2025 was not a “comfortable” year.
It has been a revealing year.

Not because anything new has happened at all, but because everything that previously supported itself by inertia has stopped working.
Roles, leadership models, catchphrases, reassuring beliefs. One after another.

And when things stop working, you have two options:
pretend nothing is happening or learn seriously.

I believe that 2025 has taught us some very clear lessons.
Uncomfortable, but precious.
And that 2026 will be the year we stop talking about them… and start practicing them.

Lesson one: it wasn't the competence that was lacking. It was the courage that was lacking.

In 2025 I have not seen any incompetent managers.
I saw managers helpless.

Intelligent, knowledgeable, experienced people, blocked by the fear of making the wrong move.
Fear of exposure.
Fear of deciding.
Fear of losing consensus.

The truth is simple and brutal:
Today driving does not mean having certainties, but knowing how to act even without having them.

In 2026, we will not need infallible leaders.
We will need leaders readable: who explain the context, who choose, who take the responsibility of saying “this is the direction, we'll fix it as we go”.

Second lesson: strategy exists only if it is understood

In 2025, I saw companies with impeccable strategic plans…
and completely disoriented teams.

Beautiful strategies that lived in documents, not in people's heads.

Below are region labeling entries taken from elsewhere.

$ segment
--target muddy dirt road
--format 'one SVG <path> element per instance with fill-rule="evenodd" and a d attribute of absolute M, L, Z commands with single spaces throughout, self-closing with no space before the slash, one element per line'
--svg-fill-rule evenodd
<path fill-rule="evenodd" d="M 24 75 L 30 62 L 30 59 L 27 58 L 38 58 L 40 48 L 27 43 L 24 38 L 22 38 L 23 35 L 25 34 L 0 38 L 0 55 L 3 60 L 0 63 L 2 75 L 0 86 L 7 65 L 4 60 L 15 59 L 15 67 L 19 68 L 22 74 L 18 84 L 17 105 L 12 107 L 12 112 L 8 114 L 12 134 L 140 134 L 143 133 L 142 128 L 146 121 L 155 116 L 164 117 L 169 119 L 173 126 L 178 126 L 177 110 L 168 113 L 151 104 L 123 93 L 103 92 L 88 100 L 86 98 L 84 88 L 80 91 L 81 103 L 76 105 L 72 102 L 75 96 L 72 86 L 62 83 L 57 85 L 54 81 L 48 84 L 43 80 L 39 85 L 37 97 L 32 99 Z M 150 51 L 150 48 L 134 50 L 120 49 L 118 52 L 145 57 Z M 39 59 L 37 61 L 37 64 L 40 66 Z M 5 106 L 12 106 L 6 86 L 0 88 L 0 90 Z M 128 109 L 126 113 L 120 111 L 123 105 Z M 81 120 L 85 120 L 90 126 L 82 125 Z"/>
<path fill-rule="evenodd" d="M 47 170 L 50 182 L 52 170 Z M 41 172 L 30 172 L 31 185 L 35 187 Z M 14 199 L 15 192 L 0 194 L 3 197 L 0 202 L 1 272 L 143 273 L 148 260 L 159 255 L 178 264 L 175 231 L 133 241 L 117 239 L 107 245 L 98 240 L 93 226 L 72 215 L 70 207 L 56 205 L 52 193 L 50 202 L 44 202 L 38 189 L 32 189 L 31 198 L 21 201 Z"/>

If a strategy can't be explained in a few minutes, it is not an operational strategy.
It's a theory.

In 2026, the strategy will have to go back to being simple:
clear priorities, clear choices, explicit boundaries.

And above all, a concrete answer to the question everyone asks, even if they don't say it:
“OK, but what should I do differently here?”

Third lesson: Values aren't what you write. They're what you tolerate.

2025 has exposed many inconsistencies.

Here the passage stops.